Aquascaping is getting so much popular the last years. Actualy its about time a few talented scapers would stick their heads together contact a TV channel and launch a Pimp my scape show. Wouldnt that be a entertaining evening filling program?

If i count the numbers of forums already about the subject, i kiinda feel there would be a market for it. Why not? Can't believe this idea isnt already offered to a channel.. Is it? Isn't it? Are there scaper playing with this idea.

just a thought..   What do you think?  or ?


----------



## GotCrabs (17 Oct 2015)

Would it be hosted by Xibit?


----------



## Tim Harrison (17 Oct 2015)

zozo said:


> We have tons of Pimp my this and that television shows.  Chip Foos - Pimp My car, Pimp my bike, Pimp my House, Pimp my hair, Dr. Phill - Pimp Me etc etc. I get kinda sick with all the pimping around of wath i'm not into be seen pimped so much. But tanks nowthat's a different story and realy worth pimping.
> 
> But actualy im kinda missing the "Pimp My Tank show!!" Where the kids of the house are totaly fed up with looking at daddys ugly aquarium and call the "Pimp my tank team" to surprise him with a brandnew awsome scape..
> 
> ...


Genius!


----------



## zozo (17 Oct 2015)

Troi said:


> Genius!



hey Troy, thanks, you're a journalist, arn't you? Means a lot to me you thinking about it like that.. 

You probably have the network..  Throw a ball in that direction.. 
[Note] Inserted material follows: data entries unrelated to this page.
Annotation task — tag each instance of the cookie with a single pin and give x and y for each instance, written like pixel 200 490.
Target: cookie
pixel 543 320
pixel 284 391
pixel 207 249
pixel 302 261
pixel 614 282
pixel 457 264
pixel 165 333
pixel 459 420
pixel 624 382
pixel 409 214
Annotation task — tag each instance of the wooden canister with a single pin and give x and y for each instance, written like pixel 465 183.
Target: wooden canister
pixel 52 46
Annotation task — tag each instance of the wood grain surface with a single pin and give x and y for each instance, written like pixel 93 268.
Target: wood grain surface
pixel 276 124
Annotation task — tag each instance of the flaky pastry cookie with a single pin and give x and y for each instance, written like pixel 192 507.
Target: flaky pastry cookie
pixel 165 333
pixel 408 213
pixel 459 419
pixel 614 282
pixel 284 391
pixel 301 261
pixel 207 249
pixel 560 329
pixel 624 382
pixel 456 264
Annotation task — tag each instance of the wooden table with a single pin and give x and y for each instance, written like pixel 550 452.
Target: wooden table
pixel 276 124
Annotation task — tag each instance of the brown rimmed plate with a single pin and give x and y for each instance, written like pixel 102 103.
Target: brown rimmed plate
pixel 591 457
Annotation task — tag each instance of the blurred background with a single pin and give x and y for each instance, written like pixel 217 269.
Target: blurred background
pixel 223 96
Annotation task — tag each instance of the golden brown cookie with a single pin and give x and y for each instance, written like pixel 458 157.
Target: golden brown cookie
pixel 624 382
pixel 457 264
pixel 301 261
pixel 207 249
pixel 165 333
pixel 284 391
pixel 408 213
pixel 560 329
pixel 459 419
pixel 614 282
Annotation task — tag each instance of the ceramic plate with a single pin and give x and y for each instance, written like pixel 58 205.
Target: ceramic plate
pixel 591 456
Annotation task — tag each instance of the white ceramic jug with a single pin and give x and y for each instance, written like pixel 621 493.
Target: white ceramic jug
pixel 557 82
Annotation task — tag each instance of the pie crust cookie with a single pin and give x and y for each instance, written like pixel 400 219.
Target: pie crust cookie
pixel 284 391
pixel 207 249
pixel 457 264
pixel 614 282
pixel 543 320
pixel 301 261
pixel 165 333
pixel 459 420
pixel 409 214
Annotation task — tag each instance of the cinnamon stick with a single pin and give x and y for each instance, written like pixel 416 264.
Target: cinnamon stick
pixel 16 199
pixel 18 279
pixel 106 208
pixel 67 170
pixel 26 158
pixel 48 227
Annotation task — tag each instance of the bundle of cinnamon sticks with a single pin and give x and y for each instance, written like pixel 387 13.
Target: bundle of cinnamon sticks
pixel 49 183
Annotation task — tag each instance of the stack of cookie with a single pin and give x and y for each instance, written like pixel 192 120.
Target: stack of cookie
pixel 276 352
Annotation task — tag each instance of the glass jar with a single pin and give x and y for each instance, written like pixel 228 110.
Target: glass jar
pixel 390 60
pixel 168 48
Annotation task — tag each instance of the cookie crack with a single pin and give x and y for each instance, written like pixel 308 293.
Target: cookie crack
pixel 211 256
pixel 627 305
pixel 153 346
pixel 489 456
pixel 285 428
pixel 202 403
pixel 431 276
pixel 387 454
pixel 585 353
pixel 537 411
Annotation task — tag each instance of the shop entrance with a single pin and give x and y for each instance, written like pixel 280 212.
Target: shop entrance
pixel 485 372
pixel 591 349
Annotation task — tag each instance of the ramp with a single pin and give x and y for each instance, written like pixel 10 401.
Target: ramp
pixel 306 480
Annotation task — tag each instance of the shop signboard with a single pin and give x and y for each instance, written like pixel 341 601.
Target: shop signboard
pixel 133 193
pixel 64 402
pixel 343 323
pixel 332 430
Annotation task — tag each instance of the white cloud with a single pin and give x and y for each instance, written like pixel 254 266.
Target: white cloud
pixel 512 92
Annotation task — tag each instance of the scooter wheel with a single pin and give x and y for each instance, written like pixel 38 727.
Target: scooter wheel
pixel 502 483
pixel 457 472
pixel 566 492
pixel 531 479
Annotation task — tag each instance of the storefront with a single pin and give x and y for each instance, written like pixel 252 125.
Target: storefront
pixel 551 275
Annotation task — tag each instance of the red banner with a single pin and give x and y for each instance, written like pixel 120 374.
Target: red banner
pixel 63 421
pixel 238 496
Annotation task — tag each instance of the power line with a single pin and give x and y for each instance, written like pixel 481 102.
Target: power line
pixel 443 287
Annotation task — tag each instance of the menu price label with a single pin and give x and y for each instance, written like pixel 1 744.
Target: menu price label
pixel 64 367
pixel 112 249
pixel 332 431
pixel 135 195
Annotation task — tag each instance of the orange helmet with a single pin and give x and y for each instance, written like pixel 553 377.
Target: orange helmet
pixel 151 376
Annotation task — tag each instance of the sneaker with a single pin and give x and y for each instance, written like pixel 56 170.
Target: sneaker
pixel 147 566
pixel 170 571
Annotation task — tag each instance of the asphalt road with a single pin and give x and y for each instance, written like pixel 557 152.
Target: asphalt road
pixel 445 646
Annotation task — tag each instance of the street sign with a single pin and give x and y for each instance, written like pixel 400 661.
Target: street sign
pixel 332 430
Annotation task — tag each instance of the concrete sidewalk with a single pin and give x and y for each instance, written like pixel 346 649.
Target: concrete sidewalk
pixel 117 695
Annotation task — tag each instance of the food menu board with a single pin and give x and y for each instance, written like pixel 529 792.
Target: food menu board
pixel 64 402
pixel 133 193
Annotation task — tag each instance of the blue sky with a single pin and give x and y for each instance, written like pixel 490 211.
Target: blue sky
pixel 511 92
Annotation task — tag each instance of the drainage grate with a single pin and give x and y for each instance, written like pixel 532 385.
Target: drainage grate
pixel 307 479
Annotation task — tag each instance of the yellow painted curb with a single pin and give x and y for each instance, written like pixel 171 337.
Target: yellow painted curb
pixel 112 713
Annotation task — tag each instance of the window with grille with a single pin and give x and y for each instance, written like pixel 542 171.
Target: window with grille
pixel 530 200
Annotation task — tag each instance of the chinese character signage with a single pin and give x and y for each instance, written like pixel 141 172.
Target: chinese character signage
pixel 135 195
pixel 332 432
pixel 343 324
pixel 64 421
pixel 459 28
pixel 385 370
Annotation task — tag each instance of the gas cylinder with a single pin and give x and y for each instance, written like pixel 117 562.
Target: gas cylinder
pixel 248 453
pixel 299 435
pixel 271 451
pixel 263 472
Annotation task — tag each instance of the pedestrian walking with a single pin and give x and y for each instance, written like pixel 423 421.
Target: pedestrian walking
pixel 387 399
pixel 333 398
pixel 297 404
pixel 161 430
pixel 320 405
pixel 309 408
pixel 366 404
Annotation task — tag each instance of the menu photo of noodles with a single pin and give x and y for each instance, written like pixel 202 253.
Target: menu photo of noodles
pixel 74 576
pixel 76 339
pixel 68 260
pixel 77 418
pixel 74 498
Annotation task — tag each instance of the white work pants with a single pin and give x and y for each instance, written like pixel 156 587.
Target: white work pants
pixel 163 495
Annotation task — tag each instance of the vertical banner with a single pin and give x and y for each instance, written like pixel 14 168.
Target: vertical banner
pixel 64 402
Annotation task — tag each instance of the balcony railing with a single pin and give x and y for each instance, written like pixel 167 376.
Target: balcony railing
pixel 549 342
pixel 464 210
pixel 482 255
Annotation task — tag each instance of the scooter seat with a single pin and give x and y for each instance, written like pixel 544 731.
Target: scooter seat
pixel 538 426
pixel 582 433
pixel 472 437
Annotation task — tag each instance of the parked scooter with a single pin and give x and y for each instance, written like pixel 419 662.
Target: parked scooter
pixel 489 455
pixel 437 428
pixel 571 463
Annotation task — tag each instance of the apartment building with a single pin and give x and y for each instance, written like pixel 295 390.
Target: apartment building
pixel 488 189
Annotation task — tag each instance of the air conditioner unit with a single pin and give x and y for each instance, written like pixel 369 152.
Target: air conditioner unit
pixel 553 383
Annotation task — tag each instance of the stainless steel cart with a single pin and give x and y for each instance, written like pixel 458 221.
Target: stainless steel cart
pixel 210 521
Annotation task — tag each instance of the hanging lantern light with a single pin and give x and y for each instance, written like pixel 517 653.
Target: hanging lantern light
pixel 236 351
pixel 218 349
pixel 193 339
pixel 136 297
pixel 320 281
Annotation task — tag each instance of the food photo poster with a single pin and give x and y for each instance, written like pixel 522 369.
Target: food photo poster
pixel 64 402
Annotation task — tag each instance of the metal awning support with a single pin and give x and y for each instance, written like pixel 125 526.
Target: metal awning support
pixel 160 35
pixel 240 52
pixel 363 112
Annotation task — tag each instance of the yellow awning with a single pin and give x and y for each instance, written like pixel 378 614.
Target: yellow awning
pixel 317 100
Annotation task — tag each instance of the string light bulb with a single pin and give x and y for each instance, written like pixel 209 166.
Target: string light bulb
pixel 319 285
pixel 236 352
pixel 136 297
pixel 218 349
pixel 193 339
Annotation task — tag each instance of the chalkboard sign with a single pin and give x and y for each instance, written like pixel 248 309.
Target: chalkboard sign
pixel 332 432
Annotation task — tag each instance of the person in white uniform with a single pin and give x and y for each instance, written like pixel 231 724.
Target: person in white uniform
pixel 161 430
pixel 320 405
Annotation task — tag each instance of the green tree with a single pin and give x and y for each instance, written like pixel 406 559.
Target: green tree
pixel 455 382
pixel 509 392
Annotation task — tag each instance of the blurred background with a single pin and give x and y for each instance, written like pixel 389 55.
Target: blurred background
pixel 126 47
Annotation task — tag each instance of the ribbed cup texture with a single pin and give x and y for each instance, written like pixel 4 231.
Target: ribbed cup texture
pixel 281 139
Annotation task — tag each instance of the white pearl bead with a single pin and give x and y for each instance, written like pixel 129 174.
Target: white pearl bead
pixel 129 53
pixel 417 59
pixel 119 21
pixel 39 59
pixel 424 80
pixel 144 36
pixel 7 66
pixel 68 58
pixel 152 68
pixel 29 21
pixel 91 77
We have the crowd, we have the sponsors, we have many talended price winning scapers all over the world, the channels (Animal planet).. Actualy all is there except the show. This could be an international break trough.. 

Promotion whise it would be a win win, getting people closer to nature and finaly take proper care for their fish and critters.. Realy, i think the world could use it only for that matter, there is still to much ignorance in this area which should be banned out. Media can have a major positive role in this.. IMHO the scapers world is ready for the next step.  Dedicate the show to our greatest pioneer, who lifes work was the whish for people to get and look closer to nature.


----------



## Tim Harrison (17 Oct 2015)

I think it's the perfect job for our very own George Farmer AKA The Aquascaper


----------



## zozo (17 Oct 2015)

For my part he may become millionaire with this idea.. When Die Ludolfs can, a team of talented aquascapers certainly could pull it off, even with 2 fingers in their nose. 

Im just


----------



## kirk (17 Oct 2015)

I'd definitely be one for watching the out takes......snapping glassware, ruining glass with rocks......flooding the lounge floor......etc.


----------



## GotCrabs (17 Oct 2015)

So are we going to see over the top transformations just like on Pimp My Ride? TVs in fish tanks? haha.


----------



## zozo (18 Oct 2015)

kirk said:


> I'd definitely be one for watching the out takes......snapping glassware, ruining glass with rocks......flooding the lounge floor......etc.


 Or daddy so not surprised with the new scape, smashing the tank to pieces and and filing for a devorce...


----------



## PARAGUAY (18 Oct 2015)

It could evolve to a panel show,eg two teams each week two tanks to scape team captains George and Dan with two new guests each every week specalised in their fields (or tanks)Ceg,Stu,Troi ,Darryl etc as example.Set amount of UKAPs sonsers supply equipment and plants(fishless I think)Narration Tom Barr viewers vote decides


----------